Of course, I was the soul of discretion, never gave myself away. I met them out of town, used phone cards, took long showers. I was a great fuck, but I cleaned up afterwards. I had alibis, but I never asked anyone to lie for me. The lies of others trip you up.
I needn't have bothered. Joseph never checked on me. I'd come home, freshly fucked, and he'd say, "Have a nice day, honey?" It made me laugh, at first.
I have cyber lovers, too. I'll sit next to him on the couch, my laptop tilted slightly away, while men describe what they are doing to my lovely white virtual body. I cover my tracks beautifully: erase the history on my computer, hide my chat rooms. Wasted effort. I don't think Joseph would ever check.

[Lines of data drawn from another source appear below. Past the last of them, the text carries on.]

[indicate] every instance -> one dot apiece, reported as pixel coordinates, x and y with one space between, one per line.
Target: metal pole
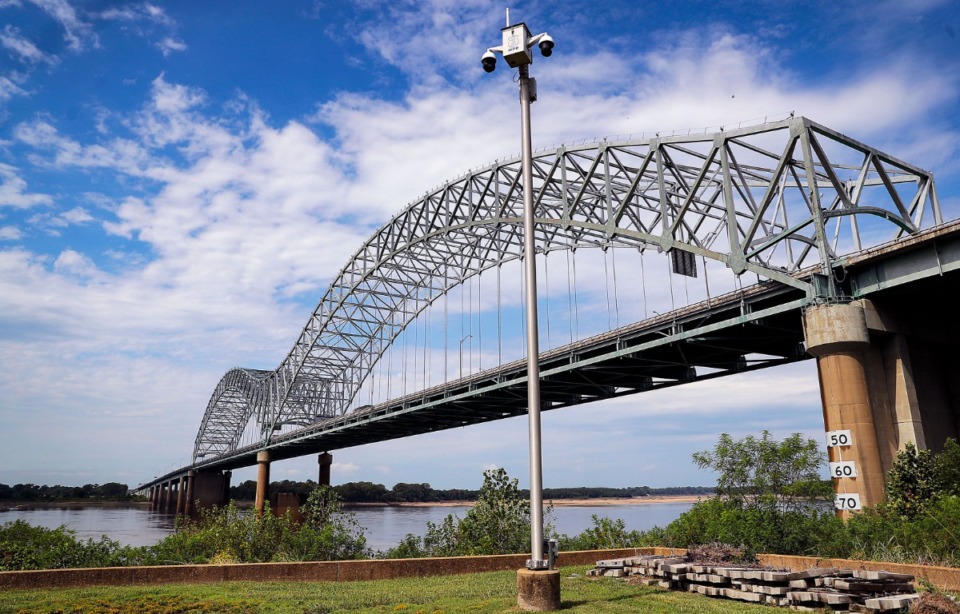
533 343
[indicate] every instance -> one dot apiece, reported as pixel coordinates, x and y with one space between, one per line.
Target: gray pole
533 342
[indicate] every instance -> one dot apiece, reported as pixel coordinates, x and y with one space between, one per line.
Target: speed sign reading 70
847 501
839 438
843 469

Fool. The day he cares enough to open his eyes is the day he will appreciate me at my true worth.
La Jalousie (Joseph)
(280 words)
She's had seven affairs since we married, that I know of, and that excludes the men she fucks online. I suppose there might be more - God knows she's capable of it, or of running them concurrently - but I doubt she's clever enough to hide them from me.
She thinks she is, of course, and I let her think it. She comes in reeking of sex and that soap she uses afterward-Ivory, 99 44/100% pure-and looks at me, half-guilt, half-challenge. She could be sixteen, sneaking in, transparent as a dirty window. "Have a nice day, honey?" I chirp. I don't grind my teeth. Not even at night. My conscience is clear.

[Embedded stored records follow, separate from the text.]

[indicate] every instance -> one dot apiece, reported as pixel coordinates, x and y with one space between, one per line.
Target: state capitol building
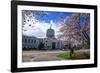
50 42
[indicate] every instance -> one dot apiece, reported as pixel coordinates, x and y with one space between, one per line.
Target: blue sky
40 21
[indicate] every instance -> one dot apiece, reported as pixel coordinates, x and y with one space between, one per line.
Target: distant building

Of course I follow them. I've become an expert on finding the hotels she prefers, listening through windows and walls. You may say it's not a dignified thing for a grown man to do, that it's pathetic . But you'd do exactly the same thing if you were in my place.
In fact, you've probably been in my place. Between her thighs.

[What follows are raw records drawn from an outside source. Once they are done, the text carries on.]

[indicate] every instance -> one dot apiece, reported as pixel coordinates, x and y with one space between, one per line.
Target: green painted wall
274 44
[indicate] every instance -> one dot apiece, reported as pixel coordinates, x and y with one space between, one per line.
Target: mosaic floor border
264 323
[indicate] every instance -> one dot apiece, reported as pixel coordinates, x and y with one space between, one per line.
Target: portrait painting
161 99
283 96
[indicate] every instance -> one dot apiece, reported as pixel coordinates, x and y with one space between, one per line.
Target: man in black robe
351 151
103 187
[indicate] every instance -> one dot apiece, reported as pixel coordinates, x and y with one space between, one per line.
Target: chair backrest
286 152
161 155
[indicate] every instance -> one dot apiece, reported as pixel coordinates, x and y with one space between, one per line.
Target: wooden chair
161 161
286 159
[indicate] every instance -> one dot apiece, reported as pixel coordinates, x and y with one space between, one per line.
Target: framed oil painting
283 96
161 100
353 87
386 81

I used to love her so much, before she became a whore. She was so beautiful, so lively, so delicate. I would have done anything for her, anything at all. I still want to fuck her. I don't understand that, but it's true. I want to possess her, drive into her, make her come whether she wants to or not. I ache for it . Sometimes I give in.
Right now it hurts her most to believe I don't care enough to notice who she fucks. Soon that will change. Soon it will hurt her most to have me leave her without a word of explanation.
La Jalousie (Eddie)
(237 words)
This is routine for a tennis pro. Each summer two or three of them, the beautiful young mothers looking to whittle their waists and get a little appreciation at the same time . I like the tanned blondes best, toast and honey, and believe me it's all in the wrist. By the end of the summer everyone's ready to write their thank-you notes and start practicing for skiing instruction instead. Fine with me.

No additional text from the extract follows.